Michel Angelo’nun heykeli, her bakımdan mükemmeldi, fakat bir eksiği vardı ve o da konuşamaması idi. Ala Geyik Avcısı gibi, Michel Angelo da güzelin kendisini yakalayamamıştı.
Başta “Kiraz Çiçekleri” olmak üzere birçok eseri Türkçeye de tercüme edilen Yasunari Kawabata, Japon edebiyâtının Dünyâ çapında tanınan romancılarındandı. 1968 yılının Nobel edebiyât armağanını, Kawabata almıştı. 16 Nîsân 1972 günü, bütün Dünyâ, Kawabata’nın harakiri yaparak canına kıydığını öğrendi. Kawabata, Nobel çizgisini aşacak eser yazamadığı için, yaşamayı lüzûmsuz görmüştü. Keşke, konduğu kiraz dalının daha güzelleri olduğuna, kendini inandırabilseydi..

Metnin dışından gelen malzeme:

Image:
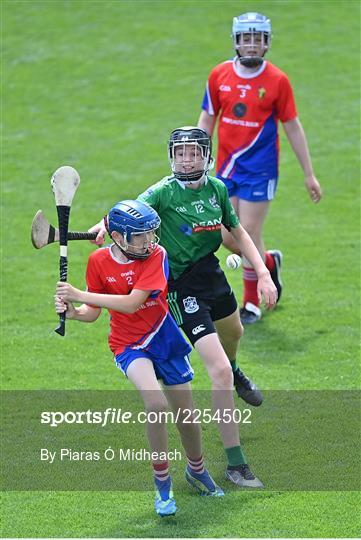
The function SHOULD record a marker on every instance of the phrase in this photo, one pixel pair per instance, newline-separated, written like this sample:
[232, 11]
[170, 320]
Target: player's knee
[236, 332]
[222, 377]
[156, 405]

Güzel, san’atkârın hep önünden kaçacak, san’atkâr da o güzelin peşine düşecek. Aksi takdîrde, San’atkârın âkıbeti Kawabata’nın son ânına dönüşüyor. Güzel dediğimizi de, öyle Kaf Dağı’nda oturuyor sanmayın. Güzel, bizim göz bebeğimizde, kalb çeperimizde, saç buklemizde, bizimle birlikte dolaşıyor. Mühim olan, onu keşfedebilmek.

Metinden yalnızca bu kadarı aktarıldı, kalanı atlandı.